The main thing holding people back is the housing crisis. This is orthogonal to the value creation of businesses.
Value creation is growth. If it didn’t exist the S&P would still be 42.55$.
> The main thing holding people back is the housing crisis. This is orthogonal to the value creation of businesses.
This feels wholly at odds with saying most social mobility is upwards. So most of the social movement is into a class where a home and vacations are a given, but we also have a growing class of people who can't afford a home? Per BLS, average real wages are down 0.3% YoY https://www.bls.gov/news.release/realer.nr0.htm .
> Value creation is growth. If it didn’t exist the S&P would still be 42.55$.
This reductively assumes "value creation" is the only effect on the S&P pricing. You'll note a ton of graphs correlate with it, e.g. https://tradingeconomics.com/united-states/inflation-cpi is the US inflation rate, which also tracks the S&P pricing. Ie if a company is worth $100 a year ago and inflation was 4%, I'd expect to pay $104 for their stock with 0 value creation whatsoever.
Home ownership is not the definition of economic class.
The s&p has vastly outstripped inflation, this isn’t even an argument. It’s a very bizarre and uninformed opinion to say “inflation is correlated with s&p value”.
In economics, you deduct the inflation rate from growth to get the real rate of return.
I wonder why so many people with such little understanding of financial markets make comments like these.
https://www.multpl.com/inflation-adjusted-s-p-500
The upper decile of income earners account for more than half of all consumption in the US. Household balance sheets and wealth have never looked stronger, again when you account for all the appreciated stocks and properties owned by the upper quartile.
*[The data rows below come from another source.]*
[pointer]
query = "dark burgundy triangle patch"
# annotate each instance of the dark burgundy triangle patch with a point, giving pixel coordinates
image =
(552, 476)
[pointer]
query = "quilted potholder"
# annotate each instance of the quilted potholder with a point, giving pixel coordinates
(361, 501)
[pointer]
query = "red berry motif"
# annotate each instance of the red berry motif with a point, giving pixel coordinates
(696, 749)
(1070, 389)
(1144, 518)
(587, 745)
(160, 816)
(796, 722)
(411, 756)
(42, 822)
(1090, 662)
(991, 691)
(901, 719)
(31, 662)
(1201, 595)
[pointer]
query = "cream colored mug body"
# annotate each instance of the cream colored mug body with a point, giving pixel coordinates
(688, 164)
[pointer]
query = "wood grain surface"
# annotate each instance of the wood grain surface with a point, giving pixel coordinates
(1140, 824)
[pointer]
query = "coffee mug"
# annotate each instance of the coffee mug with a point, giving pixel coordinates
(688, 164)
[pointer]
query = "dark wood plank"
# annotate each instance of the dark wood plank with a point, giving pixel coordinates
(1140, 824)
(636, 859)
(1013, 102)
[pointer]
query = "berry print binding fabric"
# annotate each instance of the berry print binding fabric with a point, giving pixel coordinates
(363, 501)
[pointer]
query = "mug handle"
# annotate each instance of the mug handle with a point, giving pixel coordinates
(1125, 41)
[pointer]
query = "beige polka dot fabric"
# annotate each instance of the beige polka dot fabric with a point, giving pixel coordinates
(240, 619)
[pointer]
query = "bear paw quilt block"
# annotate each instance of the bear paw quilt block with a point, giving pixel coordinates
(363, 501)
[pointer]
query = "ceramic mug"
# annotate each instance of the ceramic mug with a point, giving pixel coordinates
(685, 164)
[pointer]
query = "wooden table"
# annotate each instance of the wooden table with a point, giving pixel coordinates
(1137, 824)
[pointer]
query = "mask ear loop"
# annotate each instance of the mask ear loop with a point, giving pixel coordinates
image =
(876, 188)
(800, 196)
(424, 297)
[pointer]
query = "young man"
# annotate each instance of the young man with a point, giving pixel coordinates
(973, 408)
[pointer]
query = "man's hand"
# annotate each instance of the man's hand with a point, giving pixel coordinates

True incomes for the lowest decile rose significantly for the first time since 1970 in 2022 and then sort of stayed flat again. Sure, statistically significantly, not "significantly" as in personally meaningful after figuring in rising consumer costs. There is a narrative where you can see all this as hugely positive but this is also largely a "vibes" based narrative. I don't know why you'd expect most people to care about what the "vibes" are like for the best off in society, that's a bit removed from their daily concerns.
> Feelings aren’t fact... much of it has to do with rapid inflation and "continued vibes".
Oh the lost irony.
Is it ironic? Or did you just read the comment incorrectly?
> Consumption has risen, inflation adjusted wages have risen for blue collar and white collar alike.
My wages haven't risen for nearly 5 years, while inflation has occurred over the past 5 years. Why the blanket statements?
> The main thing holding people back is the housing crisis. This is orthogonal to the value creation of businesses.
Are you suggesting a "housing crisis," in your words, wouldn't impact consumption? I'm watching my spending (and living like a child in his parent's house, except it's not my parent and I have to pay for it) in the hopes that in about a decade, I'll have saved up enough of a down payment for a home somewhere in my state that I could actually afford the mortgage on the remaining amount. There are plenty of things I'd potentially spend money on but won't as long as I feel like I'm economically stuck and have a chance in hell of saving my way out of it. So this feeling translates to fact.
If you think my personal experience is just an anecdote and doesn't count because it's not being told through the lens of large-scale numbers, fine. But I really agree with the person you replied to that you're gonna have to be a whole lot more specific than "value creation" if you want people to spend money on your AI products "in this economy," whether it's because they're actually strapped for cash or just pretending like you seem to think they are.